Implementation of a Diabetes Self-Management Intervention for Mexican-American Families in the Arizona-Mexico Border Region

Saturday, 29 July 2017: 1:50 PM

Marylyn M. McEwen, PhD, RN, FAAN
College of Nursing and Mel & Enid Zuckerman College of Public Health, University of Arizona, Tucson, AZ, USA

Background: The 50 million Hispanics who represent 16% of the U.S. population are disproportionately affected by diabetes (12.8%) when compared to non-Hispanic Caucasians (7.6%). The chronic and complex trajectory of type 2 diabetes (T2DM) requires daily engagement in self-management activities and occurs in a family environment. Diabetes self-management education and support (DSME/SS) builds knowledge, skills and abilities for successful T2DM self-management, decreases A1C and weight, reduces A1C by 1%, has a positive effect on other clinical indicators and health care costs. But, there is a paucity of evidenced-based lifestyle modification programs tailored to Hispanic culture and integrate family members into the intervention. We report on the refinement and testing of a 3-month culturally tailored family-based T2DM DSME/SS intervention on behavioral and biological outcomes.

Purpose: The purpose of this study was to refine, expand (Phase I), test and evaluate the effectiveness of a culturally tailored family-based intervention to improve behavioral and biological outcomes for Hispanic adults with T2DM and their family members (Phase II).

Methods: In Phase I we used a CBPR approach to engage a Family Action Board (FAB) (n=24) to refine and expand a culturally tailored individual-based T2DM DSME/SS intervention to a family-based intervention. In Phase II we used a randomized, two group experimental design, participants with T2DM and a family member (n=87 dyads) completed questionnaires, biological measurements, immediately following intervention, and at 6 months post intervention.
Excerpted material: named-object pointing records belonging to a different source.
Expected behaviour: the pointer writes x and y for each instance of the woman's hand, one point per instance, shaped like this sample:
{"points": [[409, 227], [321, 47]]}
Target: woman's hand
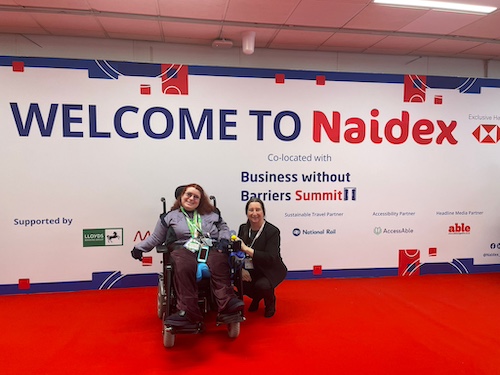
{"points": [[245, 275], [246, 249]]}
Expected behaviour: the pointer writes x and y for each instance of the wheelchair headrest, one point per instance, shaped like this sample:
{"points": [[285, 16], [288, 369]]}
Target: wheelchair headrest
{"points": [[178, 191]]}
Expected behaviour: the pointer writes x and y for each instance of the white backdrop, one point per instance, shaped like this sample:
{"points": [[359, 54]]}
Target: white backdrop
{"points": [[442, 195]]}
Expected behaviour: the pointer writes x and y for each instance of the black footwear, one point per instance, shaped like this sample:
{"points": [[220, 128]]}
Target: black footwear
{"points": [[234, 305], [179, 319], [270, 308], [254, 306]]}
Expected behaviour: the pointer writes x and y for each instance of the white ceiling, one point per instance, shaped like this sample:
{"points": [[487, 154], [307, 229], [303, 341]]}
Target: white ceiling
{"points": [[356, 26]]}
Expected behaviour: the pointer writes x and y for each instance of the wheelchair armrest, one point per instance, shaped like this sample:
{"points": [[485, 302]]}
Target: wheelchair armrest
{"points": [[162, 249]]}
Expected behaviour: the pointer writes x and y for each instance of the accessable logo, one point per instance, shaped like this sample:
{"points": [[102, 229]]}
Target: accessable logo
{"points": [[103, 237]]}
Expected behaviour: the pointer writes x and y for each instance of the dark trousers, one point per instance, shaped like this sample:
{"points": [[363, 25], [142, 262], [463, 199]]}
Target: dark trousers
{"points": [[259, 288], [186, 288]]}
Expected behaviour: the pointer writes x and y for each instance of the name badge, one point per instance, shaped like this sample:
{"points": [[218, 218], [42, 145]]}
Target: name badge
{"points": [[193, 245], [248, 264]]}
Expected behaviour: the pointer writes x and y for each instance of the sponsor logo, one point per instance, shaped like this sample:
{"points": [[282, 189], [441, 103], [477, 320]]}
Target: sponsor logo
{"points": [[141, 237], [380, 230], [103, 237], [459, 229], [487, 133], [313, 232]]}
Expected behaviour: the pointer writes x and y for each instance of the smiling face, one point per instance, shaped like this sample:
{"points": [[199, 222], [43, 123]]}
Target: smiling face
{"points": [[190, 200], [255, 215]]}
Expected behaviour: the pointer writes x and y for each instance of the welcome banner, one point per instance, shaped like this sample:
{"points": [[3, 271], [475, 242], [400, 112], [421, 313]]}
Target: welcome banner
{"points": [[364, 174]]}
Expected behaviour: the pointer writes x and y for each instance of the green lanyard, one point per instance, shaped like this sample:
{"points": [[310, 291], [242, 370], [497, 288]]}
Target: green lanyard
{"points": [[194, 224]]}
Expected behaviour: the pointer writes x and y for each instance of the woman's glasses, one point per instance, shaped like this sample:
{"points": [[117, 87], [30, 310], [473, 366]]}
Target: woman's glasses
{"points": [[191, 195]]}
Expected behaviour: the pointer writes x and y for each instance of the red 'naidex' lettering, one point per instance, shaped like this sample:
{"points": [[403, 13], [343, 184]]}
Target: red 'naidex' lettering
{"points": [[422, 130]]}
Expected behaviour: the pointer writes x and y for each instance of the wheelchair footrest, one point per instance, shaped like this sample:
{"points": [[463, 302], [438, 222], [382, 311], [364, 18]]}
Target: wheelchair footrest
{"points": [[185, 328], [236, 317]]}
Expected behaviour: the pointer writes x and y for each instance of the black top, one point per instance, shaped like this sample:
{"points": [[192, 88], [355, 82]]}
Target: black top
{"points": [[267, 255]]}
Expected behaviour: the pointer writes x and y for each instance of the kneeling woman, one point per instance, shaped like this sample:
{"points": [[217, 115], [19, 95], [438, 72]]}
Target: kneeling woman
{"points": [[261, 242]]}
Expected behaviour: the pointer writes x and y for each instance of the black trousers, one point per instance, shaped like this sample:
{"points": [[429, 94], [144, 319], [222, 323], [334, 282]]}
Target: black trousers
{"points": [[186, 288], [260, 287]]}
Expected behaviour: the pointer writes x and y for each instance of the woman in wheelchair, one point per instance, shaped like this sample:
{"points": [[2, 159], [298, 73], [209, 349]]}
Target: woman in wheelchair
{"points": [[191, 227]]}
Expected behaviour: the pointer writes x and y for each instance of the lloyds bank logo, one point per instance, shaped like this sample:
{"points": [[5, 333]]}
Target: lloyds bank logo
{"points": [[103, 237]]}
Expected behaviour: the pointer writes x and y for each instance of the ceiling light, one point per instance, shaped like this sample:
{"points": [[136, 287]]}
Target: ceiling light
{"points": [[248, 42], [222, 43], [454, 7]]}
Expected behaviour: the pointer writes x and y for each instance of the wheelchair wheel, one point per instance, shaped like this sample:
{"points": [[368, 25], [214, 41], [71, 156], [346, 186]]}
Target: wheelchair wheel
{"points": [[161, 301], [233, 330], [168, 338]]}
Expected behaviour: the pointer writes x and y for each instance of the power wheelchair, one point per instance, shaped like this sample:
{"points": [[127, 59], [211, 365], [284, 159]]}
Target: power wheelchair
{"points": [[167, 300]]}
Results: The FAB participated in intervention revision, improving the reach of the family level intervention. Participants with T2DM ranged in age from 38 to 73 (M=54, SD=9); family members from 18 to 88 (mean=48, SD=16), most had less than a high school education (73% participant; 53% family member), family income was $20,000 or less (69% participant; 58% family member). Participants had significant intervention effects for total self-management activities (p=.001), total self-efficacy (p=.003), and total diabetes distress (p<.001) with self-management and self-efficacy being sustained for 6 months. Family members had significant intervention effects for total family self-efficacy (p=.016), pedometer steps (p=.016), and pedometer miles (p=.008) with family self-efficacy being sustained for 6 months.

Conclusions: We are in the second translational research phase. We used CBPR to improve the reach of the study and promotoras and a diabetes educator to improve intervention effectiveness. Further research is required to strengthen the impact of the intervention on targeted outcomes before dissemination and adoption of the intervention can occur.